I’m once again obsessed with the idea of restoring an old Camaro. I could probably pull together the money for the car and some of the tools after tax time. I’d need to find a good two-car garage, cheap - maybe in Tacoma. I’ve memorized every single nut and bolt you need to remove to turn a ‘71 Z-28 RS back into air, earth, fire and water. I’ve memorized many Chevy part numbers I’ll need to know once I’ve stripped down the 350 cid engine. This sequence is played and replayed in my head: remove trim; remove front sheet metal; strip interior; pull engine and transmission; seperate engine and transmission; strip engine down to the bare block; remove tires; raise body; remove subframe; strip front suspension; strip rear suspension; strip body; buy a bunch of parts and go backward from here. I would document everything - film each step with my camcorder, and write down everything. Then I’d pay $1200 a year to store it, and I’d drive it 100 miles a year. It sounds nuts, but it’s more practical than a room full of beanie babies.

I keep having these life-changing, revelational ephiphanies, and then forgetting all about them a few hours later. Ever since I chucked the TV, I’ve been doing this more often. I guess I used to feel like part of the big NBC family, and I never tried to quantify things beyond that. Now… don’t get freaked out when I dig out all of the Zen books and start babbling about koans or ideal society models or whatever.

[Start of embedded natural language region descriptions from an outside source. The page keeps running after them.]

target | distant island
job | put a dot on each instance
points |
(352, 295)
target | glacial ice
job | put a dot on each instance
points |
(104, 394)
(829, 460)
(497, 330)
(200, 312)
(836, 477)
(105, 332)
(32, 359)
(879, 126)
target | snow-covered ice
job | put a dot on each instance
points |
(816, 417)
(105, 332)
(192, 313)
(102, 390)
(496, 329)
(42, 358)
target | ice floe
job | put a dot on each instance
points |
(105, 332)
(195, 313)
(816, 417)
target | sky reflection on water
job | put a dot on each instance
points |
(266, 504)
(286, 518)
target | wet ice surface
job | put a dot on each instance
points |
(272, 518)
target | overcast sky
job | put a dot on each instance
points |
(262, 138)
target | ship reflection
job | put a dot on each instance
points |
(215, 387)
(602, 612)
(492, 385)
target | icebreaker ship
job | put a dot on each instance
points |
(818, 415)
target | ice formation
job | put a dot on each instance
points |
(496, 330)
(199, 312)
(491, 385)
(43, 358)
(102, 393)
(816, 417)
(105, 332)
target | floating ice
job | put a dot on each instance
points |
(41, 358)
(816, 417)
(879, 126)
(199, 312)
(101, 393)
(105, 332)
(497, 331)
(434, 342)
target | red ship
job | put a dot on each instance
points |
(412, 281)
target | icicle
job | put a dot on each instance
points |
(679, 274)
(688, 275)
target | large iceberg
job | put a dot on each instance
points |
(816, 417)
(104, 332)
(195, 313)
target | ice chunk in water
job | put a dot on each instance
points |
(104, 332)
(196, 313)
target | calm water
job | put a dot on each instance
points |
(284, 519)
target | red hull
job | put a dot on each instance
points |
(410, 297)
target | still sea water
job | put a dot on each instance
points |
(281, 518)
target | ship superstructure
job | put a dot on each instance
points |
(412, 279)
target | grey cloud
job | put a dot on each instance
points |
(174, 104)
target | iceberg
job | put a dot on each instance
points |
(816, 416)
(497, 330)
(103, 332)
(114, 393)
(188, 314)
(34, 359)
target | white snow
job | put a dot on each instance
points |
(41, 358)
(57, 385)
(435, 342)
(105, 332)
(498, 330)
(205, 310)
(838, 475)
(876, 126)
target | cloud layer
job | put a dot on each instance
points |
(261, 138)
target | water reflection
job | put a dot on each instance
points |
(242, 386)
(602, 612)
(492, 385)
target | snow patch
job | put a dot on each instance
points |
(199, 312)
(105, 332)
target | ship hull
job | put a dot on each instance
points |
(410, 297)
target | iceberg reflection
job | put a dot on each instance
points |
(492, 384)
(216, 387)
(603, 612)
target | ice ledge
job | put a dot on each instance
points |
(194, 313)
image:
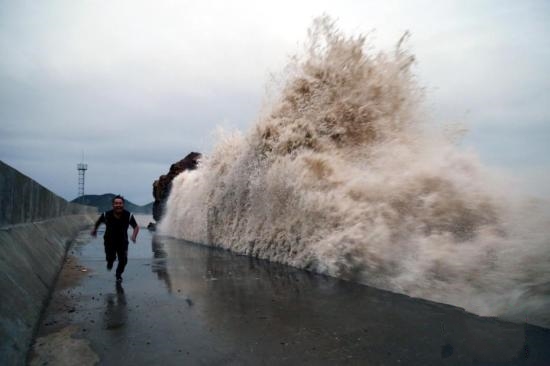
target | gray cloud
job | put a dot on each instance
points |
(136, 85)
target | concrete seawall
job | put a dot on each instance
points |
(36, 227)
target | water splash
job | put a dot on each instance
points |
(343, 176)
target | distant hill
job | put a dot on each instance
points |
(103, 202)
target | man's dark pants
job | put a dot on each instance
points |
(114, 250)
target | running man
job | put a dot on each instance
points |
(115, 239)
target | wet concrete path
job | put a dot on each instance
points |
(185, 304)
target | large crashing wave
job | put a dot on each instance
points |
(344, 177)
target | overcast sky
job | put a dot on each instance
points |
(136, 85)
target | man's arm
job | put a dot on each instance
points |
(99, 221)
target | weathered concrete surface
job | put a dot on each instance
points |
(35, 228)
(186, 304)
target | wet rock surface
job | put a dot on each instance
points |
(183, 303)
(161, 187)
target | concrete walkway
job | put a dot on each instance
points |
(185, 304)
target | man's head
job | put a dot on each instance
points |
(118, 203)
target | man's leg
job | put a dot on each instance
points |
(122, 254)
(110, 254)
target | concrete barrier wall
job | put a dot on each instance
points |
(36, 227)
(22, 200)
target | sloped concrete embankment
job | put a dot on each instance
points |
(36, 227)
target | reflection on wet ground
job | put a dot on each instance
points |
(184, 303)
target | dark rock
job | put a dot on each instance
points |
(161, 187)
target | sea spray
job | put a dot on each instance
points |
(344, 176)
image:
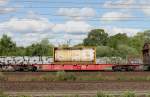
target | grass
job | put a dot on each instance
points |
(3, 77)
(73, 76)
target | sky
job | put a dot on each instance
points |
(59, 21)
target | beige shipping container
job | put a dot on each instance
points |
(82, 55)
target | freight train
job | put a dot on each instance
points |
(72, 59)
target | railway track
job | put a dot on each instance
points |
(74, 86)
(72, 93)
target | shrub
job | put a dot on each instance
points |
(129, 94)
(101, 94)
(3, 95)
(2, 77)
(61, 76)
(71, 77)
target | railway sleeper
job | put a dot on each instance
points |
(123, 68)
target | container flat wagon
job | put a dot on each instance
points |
(72, 59)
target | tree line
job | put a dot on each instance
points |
(119, 45)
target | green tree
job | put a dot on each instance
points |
(40, 49)
(117, 39)
(96, 37)
(7, 46)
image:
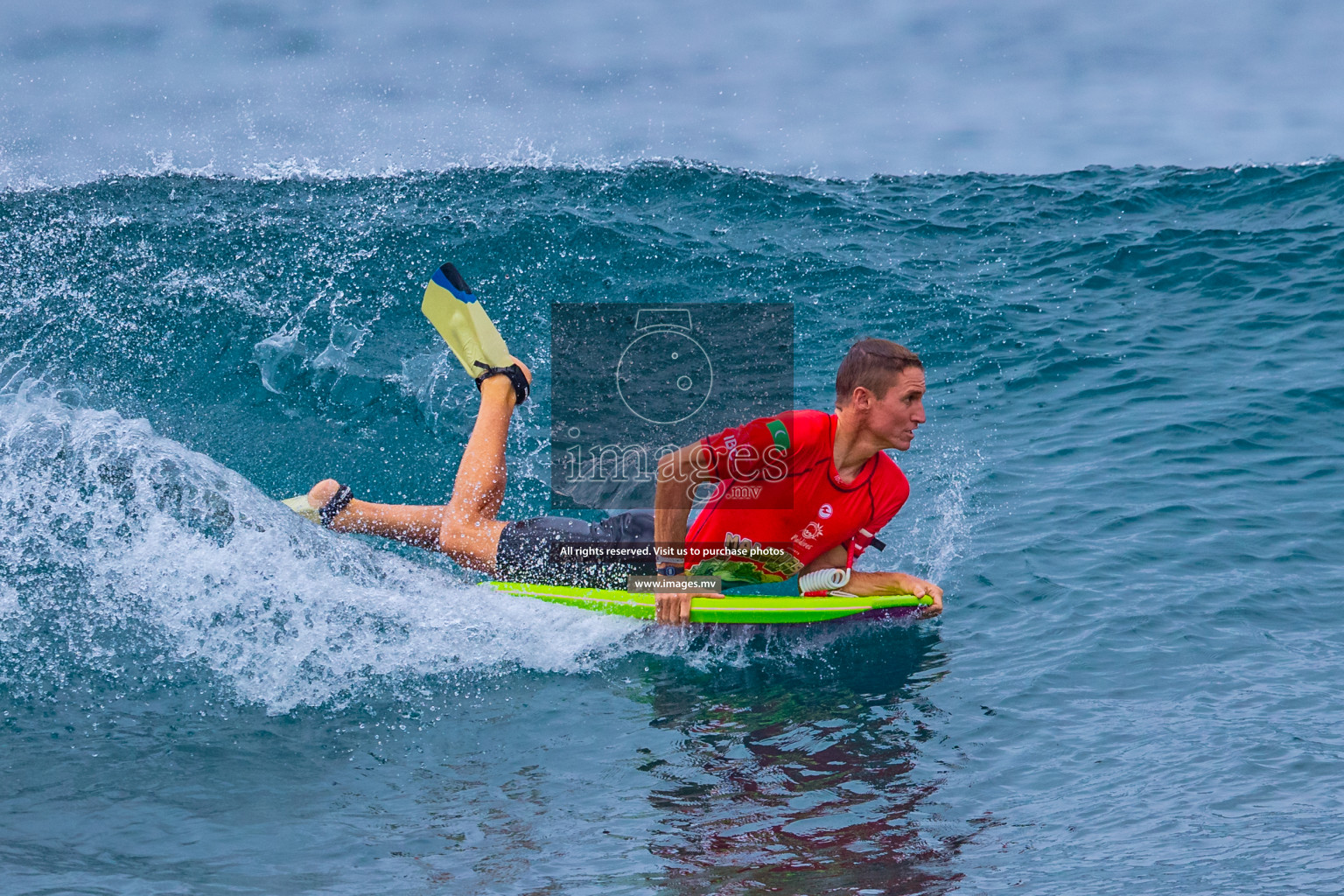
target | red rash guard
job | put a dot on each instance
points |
(779, 488)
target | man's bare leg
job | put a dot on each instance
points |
(466, 527)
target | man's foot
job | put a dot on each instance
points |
(515, 373)
(499, 376)
(311, 506)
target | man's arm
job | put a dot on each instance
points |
(672, 501)
(872, 584)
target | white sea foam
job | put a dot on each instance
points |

I drank the last of my high-octane, paint-stripping tea last night. Actually I didn’t drink the last half-glass because it looked like it housed an entire ecosystem of various debris and rubble. I’m hoping my body will now return to normal, or maybe it’ll take a few days of DTs and heavy withdrawl first.

If I keep listening to this Coltrane box set, I’m going to want to buy a tenor sax, and I’ll try to learn how to play for three weeks, tops. I wish I had a job where I had to sleep in my clothes and run down the tarmac at the sound of an alarm to get the bombers in the air within the 10 minutes it takes the Russian ICBMs to reach the base. I wish everyone had to take standardized achievement tests every 3 years, so people would brag about what they know about now, instead of what they knew about a long time ago. I wish the UN passed a standardized toilet treaty, so I could go anywhere in the world and find a good toilet. I wonder if a hang-glider would work from a 7-story apartment building. I wish I liked the taste of wine as much as I liked the cool looking bottles. I think about Jack Kerouac buying a jug of port and dragging it to Allen Ginsberg’s reading of Howl, or Bukowski drinking back some red in his shithole apartment while banging out the poems on his typer. Plastic two-liter bottles of Sprite don’t have the same aesthetic appeal.

Do chambermaids listen to chamber music?

06/11/98 22:32

I fell asleep after work - the thick, compressed sleep where it feels like you went through a weeks’ worth of REM sleep in an hour, and it takes a while to regain consciousness. Virginia Lore called, and we got into a long and 100% right-on discussion about relationships and, more specifically, my situation and my past. I’ve come to value the fact that my conversations with Virginia always fire on all 8 cylinders at high speed, and I can tell her a lot of weird stuff without freaking her out. I wish I could give you an example, but by definition, I can’t. Anyway, interesting talk, and now it’s going on 11 and I’m eating Burger King.

Was Burger Chef a Midwest-only thing, or did they have them nationwide? I remember really liking their hamburgers as a kid, and they had some kick-ass happy meals. If I remember correctly, they must’ve went under around 1980.

I’ve decided to put a bunch of useless facts [Long dead, sorry] about myself on my web page. I think I’m going to work on those more.